A WIDE and a wild parish is that of Calartha. Its aspect is strange and unusual; for the mines with which it abounds are situated on the brink of precipices, and even carried out into the sea. The edifices attached to them are seen fixed on isolated rocks, in the midst of the wave; while the rich produce drawn from the bowels of the deep, far beneath, is conveyed, with singular ingenuity, over the lofty cliffs that tower behind. If any one is satiated with luxurious scenery (and it will sometimes satiate); if he would exchange groves, meadows, and fertile fields, for some new aspect of the evervaried and impressive face of nature, let him come to this territory. The miner thrives, so does the farmer who lives in the few cultivated and romantic valleys; the fisherman, also, plies his trade with great success off the coast; but the clergyman has scarcely enough to keep body and soul together. Notwithstanding the numerous population of the parish, he has only forty pounds a-year. Now, the man who, at the time of our acquaintance with the affairs of Calartha, was the appointed religious instructor of its inhabitants, was, in every respect, admirably suited to his office. His form was spare and fitted for activity; his features aquiline; and his large grey eye for ever restless. Had he doffed the cassock, and assumed the broadbrimmed hat, and the coarse woollen jacket and trowsers of the miner, and descended every day into the earth, he would have found there a better return for his labour than the marble hearts of his parishioners were disposed to give him. But then his profession made him a gentleman; he had received a good education, and had lived, for some time at least, among scholars and men of taste,-having been maintained at the University by one of the foundation societies, who often send there candidates for holy orders. Poor man! from the moment he set his foot in Calartha, his daily and nightly study seemed to be, how to supply the wants of nature in a comfortable and sufficient manner: it would be profane to say luxurious for what had he to do with luxury? He was acutely sensible he had nothing to do with it.

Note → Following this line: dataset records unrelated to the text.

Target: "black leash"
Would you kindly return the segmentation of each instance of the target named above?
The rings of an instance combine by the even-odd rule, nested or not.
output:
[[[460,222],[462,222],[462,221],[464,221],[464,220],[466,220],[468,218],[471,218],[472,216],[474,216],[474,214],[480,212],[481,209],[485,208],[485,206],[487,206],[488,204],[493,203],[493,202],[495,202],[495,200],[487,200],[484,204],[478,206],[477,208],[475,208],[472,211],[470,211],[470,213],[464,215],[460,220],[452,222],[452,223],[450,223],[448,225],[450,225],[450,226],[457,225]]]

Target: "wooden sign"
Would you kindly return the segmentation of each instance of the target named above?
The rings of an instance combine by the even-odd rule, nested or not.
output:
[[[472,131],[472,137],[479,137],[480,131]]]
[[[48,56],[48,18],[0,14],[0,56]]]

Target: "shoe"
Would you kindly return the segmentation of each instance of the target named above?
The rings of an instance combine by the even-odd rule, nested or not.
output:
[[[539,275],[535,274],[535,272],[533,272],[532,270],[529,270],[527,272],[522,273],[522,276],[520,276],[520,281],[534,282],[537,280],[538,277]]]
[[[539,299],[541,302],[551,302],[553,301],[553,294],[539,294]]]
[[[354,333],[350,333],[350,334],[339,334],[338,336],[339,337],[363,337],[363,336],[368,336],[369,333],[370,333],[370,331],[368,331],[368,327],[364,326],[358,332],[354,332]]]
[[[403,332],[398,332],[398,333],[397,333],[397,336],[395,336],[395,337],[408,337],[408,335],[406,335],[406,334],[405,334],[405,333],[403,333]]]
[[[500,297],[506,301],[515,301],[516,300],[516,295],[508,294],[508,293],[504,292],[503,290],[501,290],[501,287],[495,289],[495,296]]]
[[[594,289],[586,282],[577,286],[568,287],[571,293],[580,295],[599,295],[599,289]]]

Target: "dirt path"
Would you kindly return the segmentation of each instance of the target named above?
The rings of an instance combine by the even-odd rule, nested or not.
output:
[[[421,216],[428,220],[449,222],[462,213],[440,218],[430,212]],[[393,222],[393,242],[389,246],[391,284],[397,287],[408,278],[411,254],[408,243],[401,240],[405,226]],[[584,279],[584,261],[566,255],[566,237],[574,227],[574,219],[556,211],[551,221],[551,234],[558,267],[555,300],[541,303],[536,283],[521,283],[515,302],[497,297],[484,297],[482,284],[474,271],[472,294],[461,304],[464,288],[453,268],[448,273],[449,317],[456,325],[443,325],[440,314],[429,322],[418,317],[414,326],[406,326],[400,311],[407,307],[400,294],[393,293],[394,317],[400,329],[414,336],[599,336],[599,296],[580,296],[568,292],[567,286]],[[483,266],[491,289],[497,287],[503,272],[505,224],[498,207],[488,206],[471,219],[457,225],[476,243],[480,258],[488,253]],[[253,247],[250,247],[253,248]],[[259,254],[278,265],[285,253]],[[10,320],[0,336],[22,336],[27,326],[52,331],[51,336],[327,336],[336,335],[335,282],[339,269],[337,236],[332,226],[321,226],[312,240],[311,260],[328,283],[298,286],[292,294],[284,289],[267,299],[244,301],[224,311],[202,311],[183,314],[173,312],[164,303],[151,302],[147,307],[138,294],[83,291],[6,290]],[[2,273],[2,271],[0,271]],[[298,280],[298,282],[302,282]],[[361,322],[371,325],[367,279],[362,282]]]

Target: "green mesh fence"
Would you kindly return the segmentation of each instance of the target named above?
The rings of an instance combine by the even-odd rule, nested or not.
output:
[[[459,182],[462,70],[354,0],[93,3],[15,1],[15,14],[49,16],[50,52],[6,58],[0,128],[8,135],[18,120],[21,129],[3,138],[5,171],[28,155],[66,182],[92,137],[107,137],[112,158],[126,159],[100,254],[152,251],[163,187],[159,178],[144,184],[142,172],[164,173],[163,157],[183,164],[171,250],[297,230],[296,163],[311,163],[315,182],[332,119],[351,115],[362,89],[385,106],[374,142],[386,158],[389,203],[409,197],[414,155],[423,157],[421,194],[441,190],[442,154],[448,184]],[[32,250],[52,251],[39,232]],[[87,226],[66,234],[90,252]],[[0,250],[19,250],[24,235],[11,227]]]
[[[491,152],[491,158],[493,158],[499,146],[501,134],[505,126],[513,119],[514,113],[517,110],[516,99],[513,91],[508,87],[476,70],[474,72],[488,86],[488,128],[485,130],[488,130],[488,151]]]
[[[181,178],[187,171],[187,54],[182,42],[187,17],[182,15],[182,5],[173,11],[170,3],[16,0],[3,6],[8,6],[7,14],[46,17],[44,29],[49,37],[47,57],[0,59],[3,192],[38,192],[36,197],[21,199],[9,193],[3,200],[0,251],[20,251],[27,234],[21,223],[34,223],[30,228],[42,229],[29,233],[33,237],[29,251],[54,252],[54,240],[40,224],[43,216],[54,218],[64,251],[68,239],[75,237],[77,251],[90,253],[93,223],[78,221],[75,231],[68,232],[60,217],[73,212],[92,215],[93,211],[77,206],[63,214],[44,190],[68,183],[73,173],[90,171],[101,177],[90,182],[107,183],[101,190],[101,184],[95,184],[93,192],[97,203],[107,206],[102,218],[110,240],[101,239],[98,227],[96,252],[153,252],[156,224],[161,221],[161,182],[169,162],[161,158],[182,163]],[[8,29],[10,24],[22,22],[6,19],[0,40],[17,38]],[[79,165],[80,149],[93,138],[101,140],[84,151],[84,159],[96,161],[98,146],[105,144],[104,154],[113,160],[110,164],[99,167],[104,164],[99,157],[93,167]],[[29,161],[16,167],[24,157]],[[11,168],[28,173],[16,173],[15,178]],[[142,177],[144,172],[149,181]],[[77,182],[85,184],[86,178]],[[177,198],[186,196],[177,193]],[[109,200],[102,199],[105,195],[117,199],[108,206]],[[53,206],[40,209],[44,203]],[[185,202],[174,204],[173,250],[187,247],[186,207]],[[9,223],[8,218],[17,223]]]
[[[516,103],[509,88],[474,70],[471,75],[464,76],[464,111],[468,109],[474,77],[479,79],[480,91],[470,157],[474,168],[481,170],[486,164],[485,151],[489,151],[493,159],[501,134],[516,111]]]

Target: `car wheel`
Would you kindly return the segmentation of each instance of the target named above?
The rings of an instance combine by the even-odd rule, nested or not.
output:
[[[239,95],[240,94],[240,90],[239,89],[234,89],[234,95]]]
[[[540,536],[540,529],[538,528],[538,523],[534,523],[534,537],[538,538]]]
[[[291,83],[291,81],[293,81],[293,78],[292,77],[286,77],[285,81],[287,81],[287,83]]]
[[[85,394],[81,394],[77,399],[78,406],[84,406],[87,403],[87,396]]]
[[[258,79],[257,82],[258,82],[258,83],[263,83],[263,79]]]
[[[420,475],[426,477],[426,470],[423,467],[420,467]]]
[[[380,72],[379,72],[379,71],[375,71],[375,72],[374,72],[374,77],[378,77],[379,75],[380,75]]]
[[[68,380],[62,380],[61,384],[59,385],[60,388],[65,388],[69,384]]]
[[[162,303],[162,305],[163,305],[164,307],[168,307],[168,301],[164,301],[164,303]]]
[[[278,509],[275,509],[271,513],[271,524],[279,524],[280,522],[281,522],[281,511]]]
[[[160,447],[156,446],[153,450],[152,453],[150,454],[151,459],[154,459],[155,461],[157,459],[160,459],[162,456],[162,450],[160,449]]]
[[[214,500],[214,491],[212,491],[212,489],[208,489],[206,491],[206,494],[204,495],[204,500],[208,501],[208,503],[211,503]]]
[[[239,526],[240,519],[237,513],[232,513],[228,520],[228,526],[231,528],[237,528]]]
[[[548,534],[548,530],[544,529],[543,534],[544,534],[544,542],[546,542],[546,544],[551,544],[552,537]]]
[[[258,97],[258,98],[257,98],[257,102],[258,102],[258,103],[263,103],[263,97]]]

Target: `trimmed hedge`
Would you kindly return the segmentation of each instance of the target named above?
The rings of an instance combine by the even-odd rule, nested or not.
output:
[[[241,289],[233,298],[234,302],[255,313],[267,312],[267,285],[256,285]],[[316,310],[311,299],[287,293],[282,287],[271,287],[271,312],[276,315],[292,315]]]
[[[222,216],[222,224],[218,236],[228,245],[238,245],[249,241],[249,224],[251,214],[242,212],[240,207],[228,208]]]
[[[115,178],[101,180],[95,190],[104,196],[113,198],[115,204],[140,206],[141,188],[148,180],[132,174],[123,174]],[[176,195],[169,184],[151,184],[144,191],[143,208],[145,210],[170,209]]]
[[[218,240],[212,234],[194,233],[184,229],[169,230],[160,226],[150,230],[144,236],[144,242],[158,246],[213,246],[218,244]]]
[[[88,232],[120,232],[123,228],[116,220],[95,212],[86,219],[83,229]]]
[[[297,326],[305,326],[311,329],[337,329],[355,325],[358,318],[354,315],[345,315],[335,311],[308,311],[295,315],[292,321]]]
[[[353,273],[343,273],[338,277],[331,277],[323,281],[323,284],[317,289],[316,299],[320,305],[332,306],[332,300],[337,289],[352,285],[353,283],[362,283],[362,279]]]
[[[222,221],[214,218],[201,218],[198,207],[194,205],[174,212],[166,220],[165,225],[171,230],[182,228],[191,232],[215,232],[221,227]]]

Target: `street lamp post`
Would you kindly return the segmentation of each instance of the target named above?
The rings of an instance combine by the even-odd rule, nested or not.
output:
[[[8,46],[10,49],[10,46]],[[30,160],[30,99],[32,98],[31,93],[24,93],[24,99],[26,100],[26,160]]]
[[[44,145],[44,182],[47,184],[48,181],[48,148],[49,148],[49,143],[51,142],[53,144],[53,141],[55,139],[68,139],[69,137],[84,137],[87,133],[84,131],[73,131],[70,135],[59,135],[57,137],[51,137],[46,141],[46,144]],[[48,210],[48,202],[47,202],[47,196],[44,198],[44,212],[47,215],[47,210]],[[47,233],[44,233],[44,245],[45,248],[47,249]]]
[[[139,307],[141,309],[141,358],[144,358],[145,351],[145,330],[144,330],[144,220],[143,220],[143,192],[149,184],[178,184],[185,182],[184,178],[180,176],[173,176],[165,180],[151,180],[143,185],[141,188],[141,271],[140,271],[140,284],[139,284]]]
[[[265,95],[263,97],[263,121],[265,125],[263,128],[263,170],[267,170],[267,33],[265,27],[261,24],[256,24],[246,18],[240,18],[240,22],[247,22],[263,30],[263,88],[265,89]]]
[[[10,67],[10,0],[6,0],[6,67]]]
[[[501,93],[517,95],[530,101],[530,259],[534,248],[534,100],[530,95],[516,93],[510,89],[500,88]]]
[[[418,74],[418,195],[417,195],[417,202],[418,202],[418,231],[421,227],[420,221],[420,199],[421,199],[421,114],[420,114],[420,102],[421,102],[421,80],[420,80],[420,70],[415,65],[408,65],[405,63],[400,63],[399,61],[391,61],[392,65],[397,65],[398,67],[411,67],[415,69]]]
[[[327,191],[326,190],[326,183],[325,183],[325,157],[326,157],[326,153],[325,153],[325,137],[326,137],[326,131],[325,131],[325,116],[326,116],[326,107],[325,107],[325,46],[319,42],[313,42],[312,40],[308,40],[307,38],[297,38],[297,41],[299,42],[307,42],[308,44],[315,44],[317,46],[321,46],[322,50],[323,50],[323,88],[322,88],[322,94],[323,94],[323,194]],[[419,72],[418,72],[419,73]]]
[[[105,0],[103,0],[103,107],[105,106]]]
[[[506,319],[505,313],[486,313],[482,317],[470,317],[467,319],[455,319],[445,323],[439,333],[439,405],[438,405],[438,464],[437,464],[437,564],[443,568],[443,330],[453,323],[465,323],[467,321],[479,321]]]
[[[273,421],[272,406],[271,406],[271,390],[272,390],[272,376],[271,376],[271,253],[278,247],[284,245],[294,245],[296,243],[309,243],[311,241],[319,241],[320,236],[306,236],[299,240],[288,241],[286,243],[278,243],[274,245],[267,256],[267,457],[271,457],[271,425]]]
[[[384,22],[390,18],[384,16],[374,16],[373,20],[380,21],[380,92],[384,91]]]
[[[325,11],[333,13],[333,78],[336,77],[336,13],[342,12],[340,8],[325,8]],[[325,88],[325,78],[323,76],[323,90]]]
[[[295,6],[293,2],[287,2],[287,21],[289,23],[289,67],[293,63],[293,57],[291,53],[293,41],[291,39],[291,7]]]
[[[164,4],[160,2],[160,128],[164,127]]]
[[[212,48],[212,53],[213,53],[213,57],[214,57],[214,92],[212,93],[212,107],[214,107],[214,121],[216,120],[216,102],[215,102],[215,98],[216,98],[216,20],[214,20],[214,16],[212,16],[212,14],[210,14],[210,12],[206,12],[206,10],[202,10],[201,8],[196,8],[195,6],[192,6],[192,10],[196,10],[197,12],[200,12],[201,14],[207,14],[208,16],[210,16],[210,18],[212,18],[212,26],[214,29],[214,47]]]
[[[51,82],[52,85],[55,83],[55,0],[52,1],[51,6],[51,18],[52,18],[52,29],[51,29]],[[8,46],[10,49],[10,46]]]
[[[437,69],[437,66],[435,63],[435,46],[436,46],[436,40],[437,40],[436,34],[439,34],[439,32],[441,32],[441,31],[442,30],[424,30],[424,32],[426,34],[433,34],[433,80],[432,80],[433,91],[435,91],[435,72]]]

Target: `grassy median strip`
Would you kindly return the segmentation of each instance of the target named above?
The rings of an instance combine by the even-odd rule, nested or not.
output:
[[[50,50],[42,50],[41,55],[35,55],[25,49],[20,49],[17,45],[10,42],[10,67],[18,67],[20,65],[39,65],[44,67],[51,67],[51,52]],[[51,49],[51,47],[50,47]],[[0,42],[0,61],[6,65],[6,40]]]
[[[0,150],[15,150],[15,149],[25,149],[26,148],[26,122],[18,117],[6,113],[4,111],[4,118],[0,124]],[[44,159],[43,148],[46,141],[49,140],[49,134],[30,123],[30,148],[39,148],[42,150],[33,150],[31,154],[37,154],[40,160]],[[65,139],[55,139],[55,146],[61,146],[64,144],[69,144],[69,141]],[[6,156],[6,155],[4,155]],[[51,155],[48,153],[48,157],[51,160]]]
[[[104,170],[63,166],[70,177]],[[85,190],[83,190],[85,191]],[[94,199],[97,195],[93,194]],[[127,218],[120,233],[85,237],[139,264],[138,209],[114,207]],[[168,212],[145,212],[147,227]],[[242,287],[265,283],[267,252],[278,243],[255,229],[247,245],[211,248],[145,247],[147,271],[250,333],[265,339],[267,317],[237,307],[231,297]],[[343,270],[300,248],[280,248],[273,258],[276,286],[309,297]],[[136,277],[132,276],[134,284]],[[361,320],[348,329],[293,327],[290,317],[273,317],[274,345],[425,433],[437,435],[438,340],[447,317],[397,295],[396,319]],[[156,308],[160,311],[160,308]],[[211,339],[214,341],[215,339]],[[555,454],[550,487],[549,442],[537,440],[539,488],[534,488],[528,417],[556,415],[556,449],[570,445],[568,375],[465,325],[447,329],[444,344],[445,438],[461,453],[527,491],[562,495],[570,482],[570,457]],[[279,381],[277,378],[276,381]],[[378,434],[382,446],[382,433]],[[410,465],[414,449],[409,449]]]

Men's minds soon grow submissive to their situations! and after a vain and ineffectual struggle of a few weeks to keep up appearances, to vie in many things with his neighbours, to be thought to have a decent table, to be seen to wear a decent dress, he gave it up in despair, just in time to save himself from total ruin. It may be said that a bachelor, in so distant a province, where there was no *From "The Gem for 1830."

competition to enhance the price of a single article, need not be ruined, with economy, even on forty pounds a-year: but the curate had a mother and sister to maintain; and they took a little house on the slope of a hill, and lived together in it. How they lived; how they lodged; what they eat and drank,-are mysteries that have never yet been sufficiently explained.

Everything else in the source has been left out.